L'autorisation concrète dépend également, dans chaque cas, souvent de l'application spécifique. Une substance active peut par exemple être autorisée comme insecticide - prenons le cas des sprays antimoustiques -, tout en étant interdite pour l'usage agricole. Là, les États conservent leur souveraineté réglementaire. Celle-ci n'est pas affectée par l'accord de libre-échange. Cela ne signifie toutefois pas que toutes les substances à risque peuvent être exportées librement, sans autre. Pour les produits chimiques, il existe un système de contrôle des exportations. C'est l'Office fédéral de l'environnement qui en est responsable. Ce système repose, comme d'autres systèmes de contrôle, sur des accords internationaux, en particulier sur la Convention de Rotterdam, qui ancre le principe du consentement préalable en connaissance de cause, qu'on appelle le PIC, "Prior Informed Consent". L'exportation de certains produits chimiques n'est autorisée que si le pays de destination a été informé au préalable et a donné son accord. L'autorisation d'utilisation dans un État donné n'est en principe pas affectée. Certaines substances particulièrement dangereuses sont toutefois soumises à une interdiction d'exportation.

Des travaux sont en cours pour renforcer le système suisse et une consultation sur l'ordonnance PIC s'est récemment achevée. Le Conseil fédéral va prendre une décision sur cette base d'ici la fin de l'année.

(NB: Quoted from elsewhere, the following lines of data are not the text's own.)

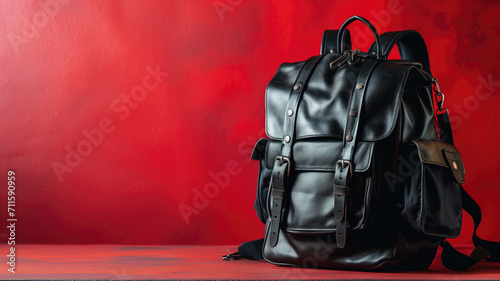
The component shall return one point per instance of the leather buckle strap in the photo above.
(278, 183)
(345, 163)
(286, 160)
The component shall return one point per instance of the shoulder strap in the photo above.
(410, 43)
(251, 250)
(329, 42)
(451, 258)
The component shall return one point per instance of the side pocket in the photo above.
(259, 153)
(431, 198)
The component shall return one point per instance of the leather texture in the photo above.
(356, 174)
(329, 42)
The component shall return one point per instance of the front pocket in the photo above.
(431, 197)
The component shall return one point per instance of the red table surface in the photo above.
(118, 262)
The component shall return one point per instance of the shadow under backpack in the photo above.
(360, 171)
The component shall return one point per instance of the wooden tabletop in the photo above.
(119, 262)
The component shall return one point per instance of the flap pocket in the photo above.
(432, 202)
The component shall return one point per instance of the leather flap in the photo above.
(259, 149)
(324, 105)
(320, 155)
(442, 154)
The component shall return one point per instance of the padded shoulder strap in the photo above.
(411, 46)
(329, 42)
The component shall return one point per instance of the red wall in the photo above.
(172, 92)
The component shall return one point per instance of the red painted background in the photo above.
(115, 115)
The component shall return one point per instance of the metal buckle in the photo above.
(439, 95)
(286, 160)
(344, 163)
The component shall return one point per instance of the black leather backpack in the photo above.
(360, 171)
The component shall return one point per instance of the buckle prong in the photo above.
(284, 159)
(345, 163)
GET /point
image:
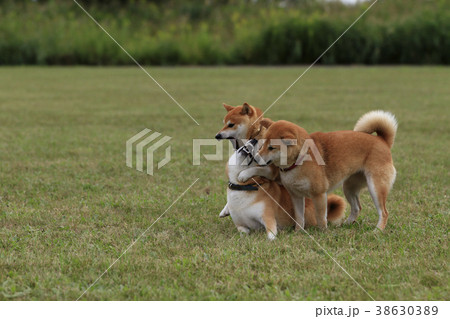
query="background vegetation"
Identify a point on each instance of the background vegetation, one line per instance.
(224, 32)
(69, 205)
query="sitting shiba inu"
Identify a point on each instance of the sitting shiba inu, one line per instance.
(260, 202)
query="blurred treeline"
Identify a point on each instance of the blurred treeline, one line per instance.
(211, 32)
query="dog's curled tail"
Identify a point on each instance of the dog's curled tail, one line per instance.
(336, 209)
(382, 122)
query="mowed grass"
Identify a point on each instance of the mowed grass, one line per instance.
(69, 205)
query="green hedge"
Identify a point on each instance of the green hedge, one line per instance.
(61, 34)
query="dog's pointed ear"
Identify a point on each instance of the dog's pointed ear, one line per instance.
(228, 107)
(246, 109)
(266, 122)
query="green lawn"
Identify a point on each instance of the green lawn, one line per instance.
(69, 205)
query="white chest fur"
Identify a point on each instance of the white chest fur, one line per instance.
(244, 210)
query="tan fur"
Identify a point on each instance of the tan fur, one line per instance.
(353, 158)
(274, 216)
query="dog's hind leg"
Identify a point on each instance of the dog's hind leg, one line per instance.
(299, 212)
(352, 187)
(379, 187)
(225, 212)
(270, 223)
(320, 204)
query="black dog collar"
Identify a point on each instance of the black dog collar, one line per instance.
(237, 187)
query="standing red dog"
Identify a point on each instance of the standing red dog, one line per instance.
(355, 158)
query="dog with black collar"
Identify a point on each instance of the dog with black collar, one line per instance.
(260, 202)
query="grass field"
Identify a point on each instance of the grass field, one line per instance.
(69, 205)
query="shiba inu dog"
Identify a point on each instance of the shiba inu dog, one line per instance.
(355, 158)
(261, 202)
(241, 124)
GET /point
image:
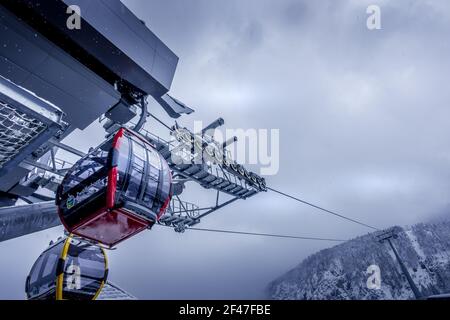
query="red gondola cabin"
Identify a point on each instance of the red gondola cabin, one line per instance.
(119, 189)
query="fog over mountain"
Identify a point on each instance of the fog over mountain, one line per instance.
(363, 119)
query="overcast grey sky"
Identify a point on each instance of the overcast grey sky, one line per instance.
(363, 118)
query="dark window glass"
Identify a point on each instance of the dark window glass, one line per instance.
(84, 271)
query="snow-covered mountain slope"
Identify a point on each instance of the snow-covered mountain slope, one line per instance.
(341, 272)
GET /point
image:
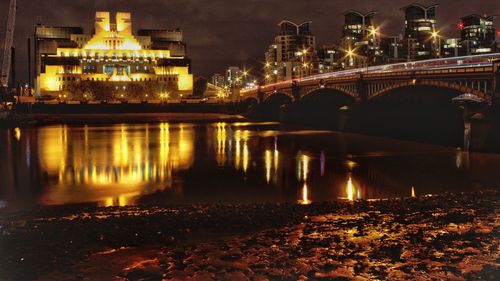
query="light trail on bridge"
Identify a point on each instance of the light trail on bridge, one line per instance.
(433, 64)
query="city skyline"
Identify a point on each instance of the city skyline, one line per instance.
(219, 35)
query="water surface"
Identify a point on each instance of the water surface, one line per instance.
(182, 163)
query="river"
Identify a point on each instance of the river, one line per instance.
(191, 163)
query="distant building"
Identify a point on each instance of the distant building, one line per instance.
(421, 40)
(233, 76)
(452, 48)
(292, 53)
(478, 34)
(360, 40)
(392, 49)
(329, 57)
(111, 58)
(219, 80)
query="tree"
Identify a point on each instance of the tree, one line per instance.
(101, 91)
(136, 91)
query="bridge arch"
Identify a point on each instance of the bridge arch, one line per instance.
(278, 97)
(328, 94)
(422, 111)
(249, 102)
(338, 89)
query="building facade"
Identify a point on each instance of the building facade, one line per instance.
(360, 40)
(112, 62)
(421, 40)
(477, 34)
(292, 53)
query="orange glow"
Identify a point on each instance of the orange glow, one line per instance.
(17, 133)
(350, 190)
(268, 164)
(121, 171)
(305, 195)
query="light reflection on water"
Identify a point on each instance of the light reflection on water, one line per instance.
(120, 165)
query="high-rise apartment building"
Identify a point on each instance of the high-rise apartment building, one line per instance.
(292, 53)
(477, 34)
(421, 39)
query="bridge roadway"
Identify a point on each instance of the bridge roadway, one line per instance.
(476, 75)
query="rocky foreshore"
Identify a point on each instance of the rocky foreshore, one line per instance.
(445, 237)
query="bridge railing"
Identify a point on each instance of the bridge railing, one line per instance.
(475, 63)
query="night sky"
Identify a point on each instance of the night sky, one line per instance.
(229, 32)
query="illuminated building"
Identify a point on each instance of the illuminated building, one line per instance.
(392, 48)
(219, 80)
(477, 34)
(360, 40)
(329, 57)
(420, 25)
(292, 53)
(113, 58)
(452, 47)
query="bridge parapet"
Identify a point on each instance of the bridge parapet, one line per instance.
(480, 80)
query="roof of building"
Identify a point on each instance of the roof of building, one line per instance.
(420, 6)
(490, 18)
(371, 13)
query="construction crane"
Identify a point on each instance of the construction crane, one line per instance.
(9, 40)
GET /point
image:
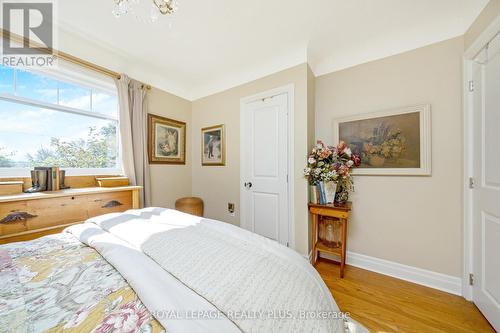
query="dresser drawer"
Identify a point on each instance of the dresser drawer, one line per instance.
(14, 217)
(56, 211)
(109, 203)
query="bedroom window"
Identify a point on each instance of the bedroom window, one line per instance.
(67, 118)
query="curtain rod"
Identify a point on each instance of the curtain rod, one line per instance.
(5, 34)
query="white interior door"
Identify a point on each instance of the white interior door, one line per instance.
(264, 158)
(486, 209)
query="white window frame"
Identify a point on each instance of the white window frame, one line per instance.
(72, 74)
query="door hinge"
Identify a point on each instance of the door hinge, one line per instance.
(471, 86)
(472, 183)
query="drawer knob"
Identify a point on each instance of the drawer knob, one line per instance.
(112, 203)
(17, 216)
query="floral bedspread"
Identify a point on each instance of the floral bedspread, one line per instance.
(57, 284)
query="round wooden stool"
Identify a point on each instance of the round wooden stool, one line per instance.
(192, 205)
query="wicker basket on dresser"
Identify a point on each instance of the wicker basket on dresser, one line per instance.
(29, 216)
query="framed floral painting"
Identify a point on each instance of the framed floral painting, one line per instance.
(395, 142)
(213, 146)
(166, 140)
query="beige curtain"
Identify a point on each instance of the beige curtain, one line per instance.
(133, 133)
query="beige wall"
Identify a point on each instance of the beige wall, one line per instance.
(311, 127)
(170, 182)
(218, 186)
(415, 221)
(487, 16)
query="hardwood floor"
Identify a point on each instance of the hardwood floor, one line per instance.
(385, 304)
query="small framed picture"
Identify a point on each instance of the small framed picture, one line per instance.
(166, 140)
(213, 145)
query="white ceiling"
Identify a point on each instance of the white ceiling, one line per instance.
(213, 45)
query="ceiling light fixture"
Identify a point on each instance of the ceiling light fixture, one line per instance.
(163, 7)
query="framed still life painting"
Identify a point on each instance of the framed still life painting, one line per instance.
(166, 140)
(395, 142)
(213, 146)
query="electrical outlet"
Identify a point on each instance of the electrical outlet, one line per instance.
(230, 208)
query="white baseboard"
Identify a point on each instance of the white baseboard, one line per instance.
(448, 283)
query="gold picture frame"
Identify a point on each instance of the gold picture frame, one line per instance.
(392, 142)
(213, 146)
(166, 140)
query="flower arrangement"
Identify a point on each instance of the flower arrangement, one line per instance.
(327, 163)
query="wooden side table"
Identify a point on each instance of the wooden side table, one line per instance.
(339, 211)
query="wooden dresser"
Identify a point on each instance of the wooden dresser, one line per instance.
(29, 216)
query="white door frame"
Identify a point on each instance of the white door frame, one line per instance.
(468, 111)
(289, 90)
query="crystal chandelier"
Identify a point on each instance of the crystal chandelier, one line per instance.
(164, 7)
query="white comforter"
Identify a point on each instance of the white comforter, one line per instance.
(200, 275)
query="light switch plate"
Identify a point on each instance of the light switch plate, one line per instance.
(230, 208)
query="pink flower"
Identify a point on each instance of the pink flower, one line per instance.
(127, 319)
(343, 170)
(325, 153)
(356, 159)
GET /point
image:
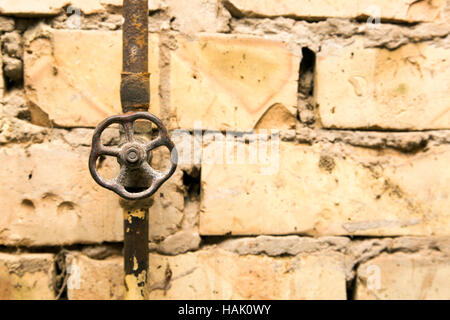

Sur les réglementations plus étendues concernant l'exportation de produits phytosanitaires, nous renvoyons à la réponse du Conseil fédéral à la motion Badertscher 24.4647. Les OGM ne peuvent être cultivés en Suisse que s'ils sont autorisés. Actuellement, aucun OGM n'est autorisé pour la culture jusqu'à la fin de l'année 2030, au moins, en raison du moratoire que vous avez décidé, vous, le Parlement. Concernant les denrées alimentaires et les aliments pour animaux, seuls les OGM et les produits OGM admis en Suisse comme aliments pour animaux, respectivement comme denrées alimentaires, peuvent être mis sur le marché. En résumé, la législation prévoit déjà que seuls les OGM autorisés en Suisse peuvent être mis sur le marché. L'accord ici ne change rien à la souveraineté réglementaire des États.

Je vous invite également à rejeter cette proposition de minorité.